Despite their mother’s presiding physician’s claims that she “appears to be healthy,” something must be wrong because mom has never behaved like this before.
A story of evil awoken from resentment, revenge, grief and intergenerational trauma, “The Voices of Our Mother” has a great ensemble, but it’s Sheila McCarthy’s wild performance that sticks.
The “I’ve Heard the Mermaids Singing” hands in an uninhibited performance that brings her inner demon to the fore. She’s no stranger to horror, having appeared in “Anything for Jackson,” a dark horror comedy about ancient spells and a “reverse-exorcism,” but her work here brings an intensity that is truly disturbing. It’s also interesting to see the usual trope of a child possessed by evil flipped to an elderly matriarch.

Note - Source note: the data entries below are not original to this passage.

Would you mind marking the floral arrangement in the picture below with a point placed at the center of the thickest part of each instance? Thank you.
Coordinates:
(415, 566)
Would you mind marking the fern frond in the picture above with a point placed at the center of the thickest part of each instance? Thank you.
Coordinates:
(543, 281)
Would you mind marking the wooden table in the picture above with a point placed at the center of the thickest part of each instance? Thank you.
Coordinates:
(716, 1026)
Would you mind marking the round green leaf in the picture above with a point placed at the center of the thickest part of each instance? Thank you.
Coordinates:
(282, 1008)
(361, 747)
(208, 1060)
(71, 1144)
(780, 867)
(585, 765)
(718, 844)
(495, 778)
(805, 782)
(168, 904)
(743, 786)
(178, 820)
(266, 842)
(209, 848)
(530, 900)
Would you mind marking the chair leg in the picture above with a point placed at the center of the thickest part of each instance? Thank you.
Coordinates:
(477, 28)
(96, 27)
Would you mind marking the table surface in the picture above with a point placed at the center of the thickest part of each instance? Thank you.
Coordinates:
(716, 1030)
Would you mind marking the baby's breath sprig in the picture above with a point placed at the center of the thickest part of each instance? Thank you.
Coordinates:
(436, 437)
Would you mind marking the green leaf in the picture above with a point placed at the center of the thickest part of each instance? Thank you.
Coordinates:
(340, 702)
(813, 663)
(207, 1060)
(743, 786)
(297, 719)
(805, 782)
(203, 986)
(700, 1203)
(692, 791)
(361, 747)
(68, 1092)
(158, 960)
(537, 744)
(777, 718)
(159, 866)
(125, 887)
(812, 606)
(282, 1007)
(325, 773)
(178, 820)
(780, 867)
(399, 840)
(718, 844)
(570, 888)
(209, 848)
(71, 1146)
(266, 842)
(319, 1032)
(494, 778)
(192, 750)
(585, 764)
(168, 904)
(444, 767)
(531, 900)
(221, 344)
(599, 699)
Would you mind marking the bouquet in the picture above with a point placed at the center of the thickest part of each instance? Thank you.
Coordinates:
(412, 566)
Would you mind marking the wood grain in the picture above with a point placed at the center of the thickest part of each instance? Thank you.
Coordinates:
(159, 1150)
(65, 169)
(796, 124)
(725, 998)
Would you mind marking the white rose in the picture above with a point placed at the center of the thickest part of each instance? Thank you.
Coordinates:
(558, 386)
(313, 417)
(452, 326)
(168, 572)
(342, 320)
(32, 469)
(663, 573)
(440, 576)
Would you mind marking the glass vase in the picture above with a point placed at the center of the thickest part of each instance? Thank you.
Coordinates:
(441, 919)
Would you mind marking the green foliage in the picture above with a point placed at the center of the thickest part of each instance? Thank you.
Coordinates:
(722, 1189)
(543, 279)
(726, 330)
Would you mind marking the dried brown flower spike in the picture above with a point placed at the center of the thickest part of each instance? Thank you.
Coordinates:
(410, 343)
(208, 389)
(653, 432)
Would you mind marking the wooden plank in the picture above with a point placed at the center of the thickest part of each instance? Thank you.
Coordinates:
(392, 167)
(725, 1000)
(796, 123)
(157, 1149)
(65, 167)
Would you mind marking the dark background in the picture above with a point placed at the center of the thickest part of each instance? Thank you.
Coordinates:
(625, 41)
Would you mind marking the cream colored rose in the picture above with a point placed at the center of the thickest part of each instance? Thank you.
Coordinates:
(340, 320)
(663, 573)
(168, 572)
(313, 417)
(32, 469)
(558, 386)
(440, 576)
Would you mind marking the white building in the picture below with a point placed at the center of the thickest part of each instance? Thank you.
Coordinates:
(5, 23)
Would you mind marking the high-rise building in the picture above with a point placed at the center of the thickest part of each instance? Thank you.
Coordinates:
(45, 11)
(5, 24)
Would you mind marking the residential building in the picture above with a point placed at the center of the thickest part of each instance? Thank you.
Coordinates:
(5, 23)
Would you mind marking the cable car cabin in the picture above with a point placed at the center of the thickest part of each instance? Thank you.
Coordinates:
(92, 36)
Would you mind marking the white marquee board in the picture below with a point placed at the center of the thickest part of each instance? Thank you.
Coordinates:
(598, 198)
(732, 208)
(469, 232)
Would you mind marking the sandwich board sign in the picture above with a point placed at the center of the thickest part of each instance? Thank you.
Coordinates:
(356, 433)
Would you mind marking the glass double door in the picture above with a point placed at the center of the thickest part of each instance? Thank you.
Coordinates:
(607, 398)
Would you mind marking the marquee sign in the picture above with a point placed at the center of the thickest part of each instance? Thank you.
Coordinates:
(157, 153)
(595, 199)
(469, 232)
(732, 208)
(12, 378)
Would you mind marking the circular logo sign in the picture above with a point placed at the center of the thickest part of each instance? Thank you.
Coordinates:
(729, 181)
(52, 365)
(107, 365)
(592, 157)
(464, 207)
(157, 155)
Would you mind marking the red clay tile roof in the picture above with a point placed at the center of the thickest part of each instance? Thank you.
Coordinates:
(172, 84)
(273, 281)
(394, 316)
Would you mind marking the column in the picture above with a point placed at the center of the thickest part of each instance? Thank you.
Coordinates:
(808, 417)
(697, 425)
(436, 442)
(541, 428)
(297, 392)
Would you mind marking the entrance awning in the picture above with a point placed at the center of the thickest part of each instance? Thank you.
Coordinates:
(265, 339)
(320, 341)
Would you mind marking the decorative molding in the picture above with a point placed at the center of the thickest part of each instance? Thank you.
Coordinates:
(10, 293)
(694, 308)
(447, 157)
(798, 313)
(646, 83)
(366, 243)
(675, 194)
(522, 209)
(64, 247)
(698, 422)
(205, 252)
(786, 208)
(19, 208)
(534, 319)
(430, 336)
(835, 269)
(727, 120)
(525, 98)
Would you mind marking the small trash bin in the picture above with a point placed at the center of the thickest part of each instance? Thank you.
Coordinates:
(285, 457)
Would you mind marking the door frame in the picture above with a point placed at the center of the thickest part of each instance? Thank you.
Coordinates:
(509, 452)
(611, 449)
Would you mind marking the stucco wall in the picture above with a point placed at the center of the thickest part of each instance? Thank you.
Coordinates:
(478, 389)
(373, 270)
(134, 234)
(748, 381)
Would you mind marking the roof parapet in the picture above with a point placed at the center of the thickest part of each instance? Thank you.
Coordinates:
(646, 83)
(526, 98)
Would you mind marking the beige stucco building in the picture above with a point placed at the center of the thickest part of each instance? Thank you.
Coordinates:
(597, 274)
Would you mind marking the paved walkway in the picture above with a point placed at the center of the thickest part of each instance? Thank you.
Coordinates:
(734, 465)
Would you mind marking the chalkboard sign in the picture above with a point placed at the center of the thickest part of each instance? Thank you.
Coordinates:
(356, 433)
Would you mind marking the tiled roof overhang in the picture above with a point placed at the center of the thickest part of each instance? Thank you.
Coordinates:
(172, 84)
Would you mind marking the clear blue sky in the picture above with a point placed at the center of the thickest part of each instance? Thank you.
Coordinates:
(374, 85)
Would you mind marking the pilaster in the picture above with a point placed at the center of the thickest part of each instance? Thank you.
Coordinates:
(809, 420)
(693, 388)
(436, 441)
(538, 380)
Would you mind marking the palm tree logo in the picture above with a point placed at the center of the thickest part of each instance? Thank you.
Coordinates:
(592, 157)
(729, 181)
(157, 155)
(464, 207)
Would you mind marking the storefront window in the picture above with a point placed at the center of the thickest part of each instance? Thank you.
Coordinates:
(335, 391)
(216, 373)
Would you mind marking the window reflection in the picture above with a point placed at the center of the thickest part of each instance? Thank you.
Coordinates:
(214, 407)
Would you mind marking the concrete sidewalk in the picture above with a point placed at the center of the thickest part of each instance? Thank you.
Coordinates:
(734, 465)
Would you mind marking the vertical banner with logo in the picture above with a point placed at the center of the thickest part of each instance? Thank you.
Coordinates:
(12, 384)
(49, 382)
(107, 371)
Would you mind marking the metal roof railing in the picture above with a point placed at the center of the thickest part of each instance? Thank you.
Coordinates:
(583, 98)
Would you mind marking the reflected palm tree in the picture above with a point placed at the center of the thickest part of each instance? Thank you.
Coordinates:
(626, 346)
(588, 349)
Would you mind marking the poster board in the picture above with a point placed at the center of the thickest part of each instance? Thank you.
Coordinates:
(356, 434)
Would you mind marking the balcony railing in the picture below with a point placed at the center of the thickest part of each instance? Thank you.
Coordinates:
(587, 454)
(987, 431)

Writer, director and actor Mark O’Brien takes a relatable situation, a family brought together to care for a parent, and weaves in ideas of intergenerational trauma and family secrets as a catalyst for a slow-burn story of ancestral evil and possession.
Add to that atmospheric sound design and some wild practical effects and you get “The Family Stone” meets “The Exorcist” with a side of “Hereditary” for extra impact.
“The Voices of Our Mother’s” slow burn ignites when McCarthy lets her freak flag fly but it also does a nice job of blending family dysfunction with the supernatural.